Can species be saved without the Endangered Species Act?

That’s the question posed in a post on Vice.com‘s Motherboard blog. The answer is emphatically “yes.”

The question has to be asked because many environmental groups insist on setting up a false choice between whatever current environmental policy is and nothing. If you believe their fundraising letters, our only choices are the burdensome regulations we currently have or an environmental wasteland where species have no protection and polluters will have free reign to spoil the air and water.

Thankfully, that’s not remotely true. There are many different ways to address environmental problems, each with different costs and benefits. Refusing to acknowledge or consider the tradeoffs that different approaches entail does us all a disservice.

So what are those alternatives?

Federalism. States can take the lead in protecting species. This approach has a lot to recommend it. Unlike the federal government, states have a broad police power to regulate to protect the environment. The Endangered Species Act, however, exceeds the federal government’s constitutional powers and is vulnerable to constitutional challenge. States have greater local knowledge and can develop strategies that might not occur to distant bureaucrats in Washington. States are more accountable to citizens and therefore more likely to strike a balance between costs and benefits. And states are able to experiment with different approaches, which can lead to new solutions that might not have been tried otherwise.

Many environmentalists respond in horror to any suggestion that states should take the lead on protecting species, claiming that states are hostile to species and would never do it. This is surprising since the same groups regularly release poll results claiming that voters (especially those in red states) overwhelmingly support protecting endangered species. Assuming these results aren’t bogus, why wouldn’t state officials respond to this overwhelming voter preference?

Of course, many states do protect species. One of the best recent developments in this area has been the activity of states to proactively protect species—using voluntary programs—to avoid a federal listing. The early evidence from these programs suggest that they are far more effective than the statute.

Compact Clause. Arguments that states can’t protect the environment because of the “race to the bottom”—that interstate competition forces them to lower regulation to attract industry—are greatly overstated. But suppose that there was a race to the bottom in species protection. The states and the federal government have an effective means to deal with this problem. The Compact Clause allows states to enter into binding agreements, with the consent of Congress. A compact would be an effective commitment device for states to mutually agree to all protect species and thereby avoid the “prisoner’s dilemma” that could lead to a race to the bottom.

Taxing and Spending Clause. The federal government could also facilitate state protection of species using its spending clause power. This power allows Congress, within limits, to condition federal funds on states complying with specified federal policies. It could also use this power to encourage private parties to conserve species. To some extent, it already does. The federal tax code provides an incentive for property owners to grant conservation easements which limit the future use of property to protect the environment. This incentive could be increased for conservation easements to protect species.

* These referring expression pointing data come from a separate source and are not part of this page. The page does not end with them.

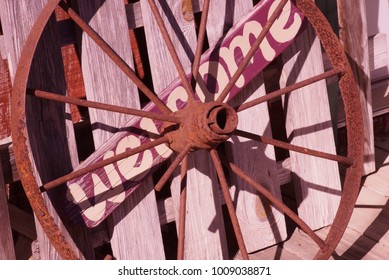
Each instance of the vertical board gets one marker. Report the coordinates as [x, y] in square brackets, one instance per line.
[53, 145]
[261, 225]
[105, 82]
[354, 37]
[7, 251]
[308, 124]
[205, 234]
[5, 96]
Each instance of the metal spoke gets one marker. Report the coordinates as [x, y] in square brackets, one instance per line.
[252, 51]
[115, 57]
[173, 167]
[229, 203]
[103, 106]
[283, 145]
[182, 210]
[288, 89]
[172, 50]
[80, 172]
[276, 202]
[200, 40]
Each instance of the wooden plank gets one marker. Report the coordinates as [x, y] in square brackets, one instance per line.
[83, 190]
[7, 251]
[105, 82]
[55, 155]
[5, 96]
[301, 245]
[355, 246]
[371, 215]
[316, 180]
[22, 222]
[378, 56]
[353, 35]
[205, 236]
[261, 225]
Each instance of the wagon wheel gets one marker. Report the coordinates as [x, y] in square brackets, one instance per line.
[199, 125]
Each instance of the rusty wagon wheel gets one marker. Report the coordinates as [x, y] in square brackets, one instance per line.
[196, 124]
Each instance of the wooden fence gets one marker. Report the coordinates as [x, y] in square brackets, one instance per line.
[144, 226]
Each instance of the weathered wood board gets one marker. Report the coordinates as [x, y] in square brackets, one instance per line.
[7, 251]
[106, 83]
[82, 191]
[353, 35]
[54, 150]
[261, 225]
[205, 234]
[308, 124]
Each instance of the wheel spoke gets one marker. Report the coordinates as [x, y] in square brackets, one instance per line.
[172, 50]
[182, 210]
[252, 51]
[172, 167]
[288, 89]
[283, 145]
[102, 106]
[80, 172]
[115, 57]
[275, 201]
[229, 203]
[200, 40]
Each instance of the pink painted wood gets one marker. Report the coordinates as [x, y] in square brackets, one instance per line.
[92, 197]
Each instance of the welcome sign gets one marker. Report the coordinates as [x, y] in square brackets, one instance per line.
[92, 197]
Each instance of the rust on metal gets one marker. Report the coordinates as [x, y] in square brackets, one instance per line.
[275, 202]
[283, 145]
[200, 39]
[90, 168]
[197, 126]
[354, 123]
[172, 50]
[230, 204]
[288, 89]
[115, 57]
[204, 126]
[103, 106]
[182, 210]
[20, 138]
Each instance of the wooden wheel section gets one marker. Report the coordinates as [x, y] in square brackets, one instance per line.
[188, 118]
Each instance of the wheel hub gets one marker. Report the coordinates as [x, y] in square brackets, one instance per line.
[203, 126]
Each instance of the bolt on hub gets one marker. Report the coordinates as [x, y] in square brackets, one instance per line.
[203, 126]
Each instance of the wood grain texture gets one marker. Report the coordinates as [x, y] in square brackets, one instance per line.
[5, 96]
[261, 225]
[105, 82]
[354, 37]
[7, 251]
[53, 145]
[205, 235]
[22, 222]
[308, 124]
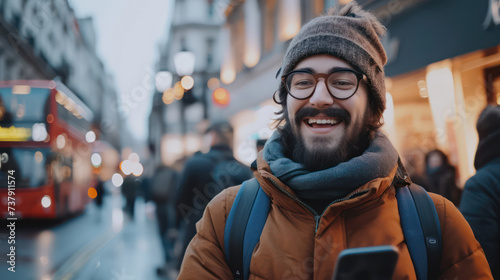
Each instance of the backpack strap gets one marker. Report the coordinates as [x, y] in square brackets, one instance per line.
[423, 238]
[430, 226]
[251, 206]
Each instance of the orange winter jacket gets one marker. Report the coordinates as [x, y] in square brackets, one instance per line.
[291, 248]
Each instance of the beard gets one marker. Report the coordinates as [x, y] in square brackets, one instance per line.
[319, 153]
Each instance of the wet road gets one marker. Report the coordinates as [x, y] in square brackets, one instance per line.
[103, 244]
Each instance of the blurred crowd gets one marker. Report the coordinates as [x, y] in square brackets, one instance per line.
[181, 192]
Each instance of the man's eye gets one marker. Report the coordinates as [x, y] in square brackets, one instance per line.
[342, 84]
[304, 83]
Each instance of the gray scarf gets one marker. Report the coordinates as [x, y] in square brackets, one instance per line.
[377, 161]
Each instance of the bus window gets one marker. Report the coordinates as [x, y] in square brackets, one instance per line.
[28, 164]
[24, 107]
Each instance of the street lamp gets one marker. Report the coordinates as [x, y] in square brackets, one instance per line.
[184, 62]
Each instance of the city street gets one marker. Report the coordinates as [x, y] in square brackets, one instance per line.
[105, 245]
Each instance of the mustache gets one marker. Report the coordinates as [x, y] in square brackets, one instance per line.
[330, 112]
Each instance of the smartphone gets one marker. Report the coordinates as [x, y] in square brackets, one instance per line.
[367, 263]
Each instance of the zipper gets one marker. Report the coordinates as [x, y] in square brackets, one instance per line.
[317, 217]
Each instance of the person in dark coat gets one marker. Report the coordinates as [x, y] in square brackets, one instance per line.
[481, 198]
[205, 175]
[129, 189]
[440, 176]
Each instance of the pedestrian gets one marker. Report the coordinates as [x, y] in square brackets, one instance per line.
[204, 176]
[129, 189]
[441, 176]
[164, 185]
[481, 198]
[328, 170]
[99, 187]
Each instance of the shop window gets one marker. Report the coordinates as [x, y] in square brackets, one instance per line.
[492, 77]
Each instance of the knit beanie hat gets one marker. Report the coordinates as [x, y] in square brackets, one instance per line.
[488, 130]
[351, 34]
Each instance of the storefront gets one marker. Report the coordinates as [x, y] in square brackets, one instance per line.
[444, 68]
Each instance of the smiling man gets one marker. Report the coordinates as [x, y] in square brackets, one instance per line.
[328, 170]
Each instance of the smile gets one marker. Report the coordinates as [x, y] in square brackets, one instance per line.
[322, 122]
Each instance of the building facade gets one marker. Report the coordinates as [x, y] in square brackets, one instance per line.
[443, 69]
[44, 40]
[175, 124]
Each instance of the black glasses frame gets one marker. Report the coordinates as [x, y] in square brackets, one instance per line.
[325, 76]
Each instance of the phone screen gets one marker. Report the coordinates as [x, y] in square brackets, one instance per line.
[368, 263]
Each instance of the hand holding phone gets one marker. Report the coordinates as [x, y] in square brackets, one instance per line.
[367, 263]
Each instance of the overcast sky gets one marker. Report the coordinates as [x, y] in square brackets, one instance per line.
[128, 32]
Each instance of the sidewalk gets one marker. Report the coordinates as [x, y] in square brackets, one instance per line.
[134, 253]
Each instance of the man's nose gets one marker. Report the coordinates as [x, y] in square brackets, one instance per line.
[321, 97]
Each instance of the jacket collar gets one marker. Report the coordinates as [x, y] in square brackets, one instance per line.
[283, 196]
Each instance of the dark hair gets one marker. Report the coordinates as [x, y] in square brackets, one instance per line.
[373, 120]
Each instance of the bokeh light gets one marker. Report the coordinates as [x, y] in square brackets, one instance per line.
[221, 97]
[60, 141]
[46, 201]
[168, 96]
[38, 156]
[134, 157]
[90, 136]
[213, 83]
[137, 169]
[117, 180]
[96, 160]
[92, 192]
[187, 82]
[126, 166]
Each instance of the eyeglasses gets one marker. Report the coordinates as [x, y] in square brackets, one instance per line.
[341, 83]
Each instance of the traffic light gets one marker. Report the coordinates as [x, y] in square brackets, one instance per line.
[221, 97]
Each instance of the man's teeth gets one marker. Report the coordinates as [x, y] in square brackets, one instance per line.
[323, 121]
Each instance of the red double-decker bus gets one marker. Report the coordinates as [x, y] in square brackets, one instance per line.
[42, 142]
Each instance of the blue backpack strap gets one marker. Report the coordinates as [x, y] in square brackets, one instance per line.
[250, 207]
[421, 229]
[430, 226]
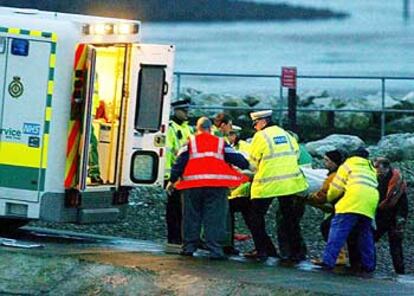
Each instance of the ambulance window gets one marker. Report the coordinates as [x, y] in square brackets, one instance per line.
[144, 167]
[2, 45]
[150, 97]
[20, 47]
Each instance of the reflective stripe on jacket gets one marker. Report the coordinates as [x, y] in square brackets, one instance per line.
[177, 136]
[206, 166]
[243, 190]
[274, 153]
[356, 181]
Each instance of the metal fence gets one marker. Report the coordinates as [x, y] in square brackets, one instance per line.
[383, 80]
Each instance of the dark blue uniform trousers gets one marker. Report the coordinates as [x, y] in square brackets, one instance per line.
[341, 227]
[207, 207]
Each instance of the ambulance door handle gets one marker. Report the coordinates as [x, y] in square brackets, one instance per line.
[165, 88]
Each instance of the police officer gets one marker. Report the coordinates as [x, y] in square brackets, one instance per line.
[178, 134]
[274, 157]
[222, 126]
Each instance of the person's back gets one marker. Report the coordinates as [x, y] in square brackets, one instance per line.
[203, 173]
[273, 148]
[356, 180]
[355, 188]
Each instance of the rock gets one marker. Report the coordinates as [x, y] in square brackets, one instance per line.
[397, 147]
[404, 124]
[346, 143]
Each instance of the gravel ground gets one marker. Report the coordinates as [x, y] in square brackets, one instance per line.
[146, 220]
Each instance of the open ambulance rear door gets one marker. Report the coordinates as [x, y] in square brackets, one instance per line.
[147, 112]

Financial incentives can be extremely effective. For instance, the Nature Conservancy has paid California rice farmers to change when they flood their fields to provide popup wetlands for migratory birds. Defenders of Wildlife paid ranchers for livestock lost to wolf predation to discourage them from taking them in defense or anticipated defense of livestock. Innovative programs like this transform rare species on one’s property from a liability to a financial benefit.

Private, voluntary conservation. These examples also highlight the possibility that environmental groups can fund private, voluntary conservation. By requiring the supporters of environmental protection to bear the costs, we’re more likely to get a reasonable balance between conservation and economic activity. We can see these tradeoffs playing out when an environmental group sells off land or renegotiates a conservation easement because the money obtained could achieve better conservation results if put elsewhere. In effect, the environmental groups are showing that the opportunity costs of a particular restriction exceed its benefits. This would also create good incentives for environmental groups, as funding would shift towards reasonable environmental groups who could demonstrate results and away from those who measure success by the productive activity they’ve frustrated.

Property Clause. The federal government could also focus the protection of endangered species on federal land. A federal-lands focused strategy would shift the burden of providing the public benefit of species protection on the public generally. This is precisely the purpose served by the Constitution’s Takings Clause. As the Supreme Court has explained, that clause “was designed to bar Government from forcing some people alone to bear public burdens which, in all fairness and justice, should be borne by the public as a whole.” Although, in theory, imposing the costs of species protection on the government should encourage it to responsible balance tradeoffs. this will not necessarily be the case. The bureaucrats who make decisions about federal lands do not themselves bear the cost for overregulating them.

Endangered Species Act light. An alternative to the Endangered Species Act need not be as transformative as those mentioned above. There are many ways that the government could reduce the regulatory impact of the statute without sacrificing species protection, some of which would likely benefit species.

The point is that there are a vast number of options between the two extremes of no environmental protection and an overly burdensome command-and-control approach like that relied upon by the Endangered Species Act. Knee-jerk opposition to any change does a disservice to everyone—property owners, industry, and, most importantly, species.